Abstract

Innate immune memory, a crucial mechanism of epigenetically mediated myeloid cell plasticity, alters subsequent immune responses majorly by two types of immunological imprinting, training, and tolerance. Recent pioneer studies provided proof-of-principle for generation of both types of innate immune memory in brain macrophage, microglial cells. This novel study was designed to investigate whether the pattern of immune response generation, induced by peripheral administration of recombinant alarmin HMGB1, alone and in combination with other recombinant cytokines, is affected by prior exposure.

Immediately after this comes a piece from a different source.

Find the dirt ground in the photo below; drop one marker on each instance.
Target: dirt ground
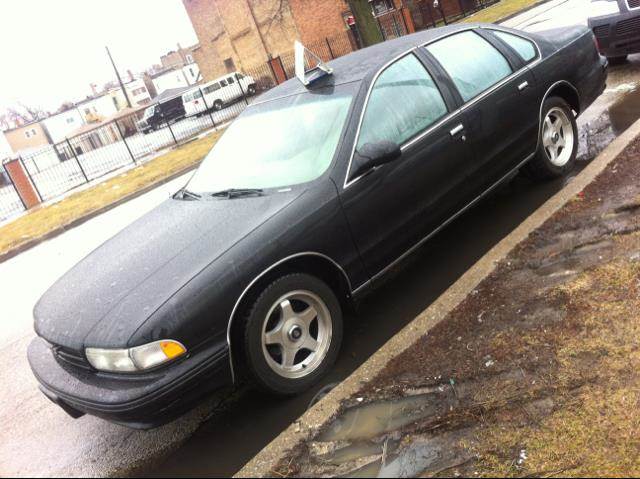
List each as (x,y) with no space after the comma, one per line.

The experimental outcomes revealed that full length recombinant HMGB1 exposure for seven consecutive days exhibit inflammatory response as evidenced by enhanced expression of inflammatory biomarkers and neurodegeneration. In contrary, combined doses of HMGB1 and IL-1β, for three and seven consecutive days, exhibited lower inflammatory state compared to its alone HMGB1 counterpart. The immune tolerance state was evident by microglial polarization towards non-reactive M2 state, lower astrocyte activation, epigenetic reprogramming, and decreased neurodegeneration. This is the first demonstration that HMGB1 and IL-1β priming can differentially affect inflammation in the brain when a host is confronted with a second, third stimulus or so on. The findings were further validated by suppressing major regulators of epigenetic reprogramming, by intranasal delivery of specific siRNAs targeting those regulators. These results may provide new evidence for the involvement of recombinant endogenous cytokine induced generation of innate immune tolerance within microglial cells and indicated the possible potential role in mediating cognitive and behavioural alterations during inflammatory diseases.